Bobby Valentine could be back in a dugout very soon.
Valentine interviewed to become manager of the Red Sox on Monday and word out of Boston is that he is the frontrunner to take over for Terry Francona. It's a bit ironic that a man forced out of Queens because the 2002 Mets quit on him would replace a man forced out of Boston by a collapse, but baseball didn't become our most lyrical sport by accident.
There are two ways that the Valentine interest is being spun, one of which is much better for the Yankees than the other.
The first is that Valentine is the choice of ownership, particularly team president Larry Lucchino, and that G.M. Ben Cherington is a bystander to the process of hiring him. If true, that would make the next few years ripe for more of the same kind of meltdown fun that we got at the end of this season.

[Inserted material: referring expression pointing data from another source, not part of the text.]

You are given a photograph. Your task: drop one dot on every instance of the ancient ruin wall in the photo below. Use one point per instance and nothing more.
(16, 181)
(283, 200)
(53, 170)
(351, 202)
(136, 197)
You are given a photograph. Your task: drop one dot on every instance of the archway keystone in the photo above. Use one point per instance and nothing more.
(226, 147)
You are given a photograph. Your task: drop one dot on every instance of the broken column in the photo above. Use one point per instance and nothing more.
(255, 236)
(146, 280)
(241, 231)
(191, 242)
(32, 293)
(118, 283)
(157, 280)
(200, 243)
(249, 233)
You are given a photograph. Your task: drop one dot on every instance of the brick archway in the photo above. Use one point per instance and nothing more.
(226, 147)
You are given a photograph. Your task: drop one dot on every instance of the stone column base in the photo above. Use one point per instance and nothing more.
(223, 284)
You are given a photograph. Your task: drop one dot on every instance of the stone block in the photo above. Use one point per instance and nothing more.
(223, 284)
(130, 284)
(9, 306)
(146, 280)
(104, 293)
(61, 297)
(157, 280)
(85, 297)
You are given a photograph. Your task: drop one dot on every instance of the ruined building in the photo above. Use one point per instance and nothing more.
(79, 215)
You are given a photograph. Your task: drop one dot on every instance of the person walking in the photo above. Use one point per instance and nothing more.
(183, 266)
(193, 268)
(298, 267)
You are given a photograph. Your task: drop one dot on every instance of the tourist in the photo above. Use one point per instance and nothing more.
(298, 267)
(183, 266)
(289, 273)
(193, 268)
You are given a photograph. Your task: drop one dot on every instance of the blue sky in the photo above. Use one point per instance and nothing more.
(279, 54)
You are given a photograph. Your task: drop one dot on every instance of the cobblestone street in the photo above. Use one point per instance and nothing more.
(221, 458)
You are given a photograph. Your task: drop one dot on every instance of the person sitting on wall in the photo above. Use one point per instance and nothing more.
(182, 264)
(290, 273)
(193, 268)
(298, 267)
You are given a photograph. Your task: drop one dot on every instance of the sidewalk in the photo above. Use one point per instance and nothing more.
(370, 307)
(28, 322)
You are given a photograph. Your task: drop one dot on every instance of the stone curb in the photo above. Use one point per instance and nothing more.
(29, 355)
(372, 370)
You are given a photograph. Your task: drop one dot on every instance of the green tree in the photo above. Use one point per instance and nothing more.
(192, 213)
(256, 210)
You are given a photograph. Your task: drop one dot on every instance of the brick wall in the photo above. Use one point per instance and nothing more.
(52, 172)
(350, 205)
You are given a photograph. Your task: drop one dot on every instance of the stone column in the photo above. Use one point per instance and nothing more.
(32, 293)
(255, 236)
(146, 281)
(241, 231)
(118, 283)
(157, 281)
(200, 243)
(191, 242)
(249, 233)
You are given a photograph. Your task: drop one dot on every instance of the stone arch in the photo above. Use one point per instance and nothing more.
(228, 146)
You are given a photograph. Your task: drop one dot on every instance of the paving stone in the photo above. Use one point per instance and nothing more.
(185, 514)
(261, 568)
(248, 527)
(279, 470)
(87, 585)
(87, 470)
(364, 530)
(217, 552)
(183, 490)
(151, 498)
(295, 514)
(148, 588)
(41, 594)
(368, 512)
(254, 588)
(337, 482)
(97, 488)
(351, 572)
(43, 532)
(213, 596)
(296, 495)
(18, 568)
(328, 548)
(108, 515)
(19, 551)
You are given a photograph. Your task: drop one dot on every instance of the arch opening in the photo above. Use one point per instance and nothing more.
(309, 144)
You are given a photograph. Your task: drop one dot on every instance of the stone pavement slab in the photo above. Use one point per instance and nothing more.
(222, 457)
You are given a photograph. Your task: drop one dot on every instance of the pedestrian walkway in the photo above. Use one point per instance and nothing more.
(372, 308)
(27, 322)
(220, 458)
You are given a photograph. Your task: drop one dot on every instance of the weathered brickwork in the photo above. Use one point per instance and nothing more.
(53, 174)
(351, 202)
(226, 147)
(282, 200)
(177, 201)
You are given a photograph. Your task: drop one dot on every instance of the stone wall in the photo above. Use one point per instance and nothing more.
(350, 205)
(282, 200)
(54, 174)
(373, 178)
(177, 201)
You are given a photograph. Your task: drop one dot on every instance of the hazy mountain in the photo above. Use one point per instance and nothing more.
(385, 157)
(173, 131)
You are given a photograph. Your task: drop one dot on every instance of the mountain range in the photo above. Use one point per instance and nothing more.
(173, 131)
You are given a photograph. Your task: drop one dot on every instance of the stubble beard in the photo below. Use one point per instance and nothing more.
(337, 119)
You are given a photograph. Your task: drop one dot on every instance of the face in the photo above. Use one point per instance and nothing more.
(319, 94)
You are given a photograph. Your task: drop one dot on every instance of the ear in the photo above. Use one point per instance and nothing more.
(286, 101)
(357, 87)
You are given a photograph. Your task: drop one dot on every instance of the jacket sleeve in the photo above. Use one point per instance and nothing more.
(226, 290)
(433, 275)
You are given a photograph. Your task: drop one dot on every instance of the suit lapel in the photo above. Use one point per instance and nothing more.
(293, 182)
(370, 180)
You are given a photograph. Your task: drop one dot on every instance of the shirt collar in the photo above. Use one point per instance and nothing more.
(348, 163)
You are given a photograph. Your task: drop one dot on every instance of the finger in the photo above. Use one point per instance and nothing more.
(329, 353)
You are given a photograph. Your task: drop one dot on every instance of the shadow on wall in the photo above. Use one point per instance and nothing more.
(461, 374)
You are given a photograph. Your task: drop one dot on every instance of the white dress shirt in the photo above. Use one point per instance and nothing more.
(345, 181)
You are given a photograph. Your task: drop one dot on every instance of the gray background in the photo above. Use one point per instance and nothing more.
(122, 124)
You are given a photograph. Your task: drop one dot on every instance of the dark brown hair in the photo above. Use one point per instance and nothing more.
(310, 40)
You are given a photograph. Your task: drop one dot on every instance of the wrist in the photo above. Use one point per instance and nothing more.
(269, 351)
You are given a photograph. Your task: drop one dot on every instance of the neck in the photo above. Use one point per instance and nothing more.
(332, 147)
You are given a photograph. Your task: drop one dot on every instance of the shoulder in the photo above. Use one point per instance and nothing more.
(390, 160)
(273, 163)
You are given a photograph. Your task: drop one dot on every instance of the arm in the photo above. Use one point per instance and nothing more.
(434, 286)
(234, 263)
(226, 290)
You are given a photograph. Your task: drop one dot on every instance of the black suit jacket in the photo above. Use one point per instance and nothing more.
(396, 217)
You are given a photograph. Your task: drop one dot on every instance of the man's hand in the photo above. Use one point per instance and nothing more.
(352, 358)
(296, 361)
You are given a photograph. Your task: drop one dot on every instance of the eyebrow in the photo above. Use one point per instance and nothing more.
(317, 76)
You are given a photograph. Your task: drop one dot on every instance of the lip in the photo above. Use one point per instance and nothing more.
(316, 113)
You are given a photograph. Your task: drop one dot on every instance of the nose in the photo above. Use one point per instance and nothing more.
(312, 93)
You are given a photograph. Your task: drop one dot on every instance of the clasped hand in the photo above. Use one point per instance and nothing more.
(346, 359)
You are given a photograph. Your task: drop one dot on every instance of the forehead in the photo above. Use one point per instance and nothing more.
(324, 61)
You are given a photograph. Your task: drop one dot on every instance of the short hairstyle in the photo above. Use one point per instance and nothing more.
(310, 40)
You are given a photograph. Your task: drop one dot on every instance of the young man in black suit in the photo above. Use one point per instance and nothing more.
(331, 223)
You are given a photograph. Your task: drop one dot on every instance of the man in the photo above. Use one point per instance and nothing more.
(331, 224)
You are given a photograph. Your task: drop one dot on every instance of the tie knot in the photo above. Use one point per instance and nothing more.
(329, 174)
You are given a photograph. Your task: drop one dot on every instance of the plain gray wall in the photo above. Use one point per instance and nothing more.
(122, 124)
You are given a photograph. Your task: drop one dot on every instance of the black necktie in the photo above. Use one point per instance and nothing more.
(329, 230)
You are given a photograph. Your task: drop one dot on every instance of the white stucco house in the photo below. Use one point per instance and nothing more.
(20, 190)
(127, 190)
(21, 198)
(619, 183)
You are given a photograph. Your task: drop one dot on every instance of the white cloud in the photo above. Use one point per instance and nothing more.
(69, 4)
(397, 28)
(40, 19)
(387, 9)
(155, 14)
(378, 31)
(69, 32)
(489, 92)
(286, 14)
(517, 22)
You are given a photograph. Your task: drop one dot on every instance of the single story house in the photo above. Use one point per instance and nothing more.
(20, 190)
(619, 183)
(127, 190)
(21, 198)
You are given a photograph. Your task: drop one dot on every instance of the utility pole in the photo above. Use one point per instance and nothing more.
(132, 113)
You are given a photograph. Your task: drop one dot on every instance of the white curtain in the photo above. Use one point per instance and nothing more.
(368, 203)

Option number two is that the Sox really are on board with changing the culture around the team, rather than just paying lip service to it, and Valentine would make a perfect choice to create that change. While he's perfectly comfortable with a statistically oriented approach to team building, he's the polar opposite from Terry Francona in personality and would shift the team from a cerebral approach to one that's as fiery as you can get.
That option should be a worrisome one for the Yankees. Valentine's greatest success while he was with the Mets was the way he maximized the contributions of marginal players like Benny Agbayani, Rick Reed and Turk Wendell.
Imagine, then, what he might be able to do with a talented roster that simply needs a different voice to get their engines running full steam? After watching him tweak Joe Torre endlessly, the mind also reels at what antics Valentine will use to antagonize Joe Girardi.
With Valentine, the Red Sox would be buying a manager with an expiration date and the end will almost certainly come with a bang, but there's a pretty good chance he'll provide reasons to celebrate along the way. And, given the Mets years, there will also be plenty of fun moments along the way as well as some frustration with a man who can be as self-aggrandizing as he is entertaining.
Guessing just how much impact Valentine's arrival will have on the balance of power in the division is hard to do, especially because it's not like he's taking over a team that's been living in filth. The Sox are going to be a good team no matter who manages them next season, the question is whether they'll be good enough to avoid another third-place finish.
What's certain is that the AL East would be a more interesting place with Valentine back in the picture, which is about all you need to know to root for the Red Sox to make him their next manager.